In November, 32-year-old Dan Morneault of Old Town was diagnosed with non-Hodgkins lymphoma. Currently he is undergoing chemotherapy treatment, and sometime around the first of February tests will be conducted to see if it has been effective.
In the meantime, friends and co-workers of Morneault, who is a critical care emergency medical technician for Capital Ambulance and an Ortho Tech at the Acadia Medical Arts Building, are planning a fund-raiser to help with expenses incurred fighting what is considered to be a very rare form of cancer.
The Benefit Dance will be held from 8 a.m. to midnight Saturday at the Brewer Auditorium. Tickets are $10 each, and may be obtained by calling Capital Ambulance at 941-5900.
Donations will be gratefully accepted, and door prizes will be offered as will a 50-50 cash raffle.
The son of Remi and Reta Morneault of Hampden is a Hampden Academy graduate who attended the University of Maine. He’s been an emergency technician at area facilities for more than 10 years, and has made many friends during that time. Those friends and associates now want to help Morneault in his time of need.
If you have questions about the dance, or wish to help but can’t attend, contact Capital Ambulance. Sue Shorette, Linda Lare and Mike Youngblood will be happy to talk with you.
Looking toward the weekend for something to do that won’t cost you more money than you’ve already spent getting through this storm?
If you’re one of the lucky ones living in an area where your local museum or historical society jumped on the “Cabin Fever Reliever” bandwagon last week, you can take the whole family there for free.
We first heard of “Cabin Fever Reliever” from Bangor Historical Society executive director Chris Olsen, who invites you to visit BHS headquarters, The Thomas Hill House, 159 Union St., Bangor, free from noon to 4 p.m. Saturday.
Olsen said the idea for participating in “Cabin Fever Reliever” came in the midst of the ice storm last week from Sam Shogren, director of the Penobscot Marine Museum and head of Maine Archives and Museums, during a group discussion at the Governor’s Conference on Tourism at the Bangor Auditorium.
We spoke with Shogren, who faxed us a list of the organizations that will be open on Saturday, including the Penobscot Marine Museum in Searsport.
During our conversation, Shogren said he wasn’t sure exactly what hours that facility would be open, but he hopes it will be from 10 a.m. to 2 p.m.
The reason he is unsure, he said, is that organizations such as his haven’t been able to contact all their volunteers to ask their help.
Therefore, on their behalf, we ask that any volunteer of any historical society or museum contact local staff members and offer their services for Saturday.
In addition to those mentioned, the following museums will be open, free, on Saturday: Maine State Museum, Augusta; Farnsworth Art Museum, Rockland; Owls Head Transportation Museum; L.C. Bates Museum, Hinkley; Maine Historical Society and Portland Museum of Art; Maine Maritime Museum, Bath; Bates College Museum of Art at the Olin Arts Center, Lewiston; and the historical societies of Bethel, Yarmouth and Brewer.
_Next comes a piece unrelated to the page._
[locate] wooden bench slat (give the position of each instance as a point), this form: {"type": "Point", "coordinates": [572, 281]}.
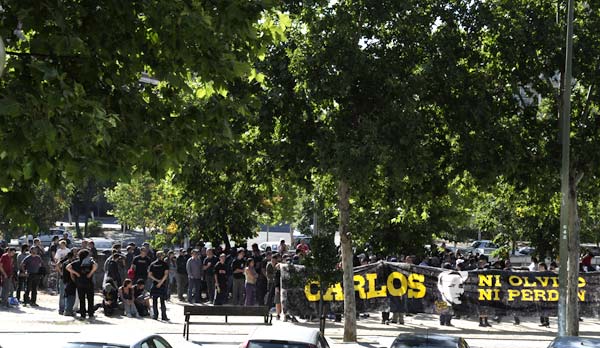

The Northern New England Division of the Salvation Army in Portland, which serves Maine, New Hampshire and Vermont, has released $25,000 to local Salvation Army units to assist with Disaster Service because many local Salvation Army units have exceeded their budgeted funds for that service.
Divisional Cmdr. Maj. Fred Van Brunt reports that not only have funds been made available to local units, but also hundreds of blankets, cots, meals, candles, lamp oil, wood and home-delivered meals have been dispensed to storm victims as well.
A new mobile feed unit that the Salvation Army acquired Dec. 29 was put to use sooner than expected — as the full impact of the ice storm was just beginning to be felt on Thursday, Jan. 8 — when Capt. John Bennett of the Lewiston-Auburn unit requested its use at Lewiston High School.
We congratulate all involved in organizing it, and all who participated in the 15th annual Terry Fox Run last September.
Sponsored by Best Western White House Inn and the Sub 5 Track Club, those 412 runners, joggers and walkers set a new record by raising the most money in the event’s history.
When Eastern Maine Medical Center’s new Cancer Care Facility was dedicated in December, race sponsors presented a check for $4,701 to be used for the hospital’s Breast Cancer Prevention Trial.
First organized in 1982 by Ed Rice of Brewer, the event has raised more than $39,000 for cancer research.
The race is in honor or Terry Fox, a Canadian athlete who lost a leg to cancer and attempted a trans-Canada run in 1980 called “The Marathon of Hope.” Fox died of the disease before completing his quest.
Runners can make a note on their calendars that the 16th Annual Terry Fox 5K Run is scheduled for Sunday, Sept. 13.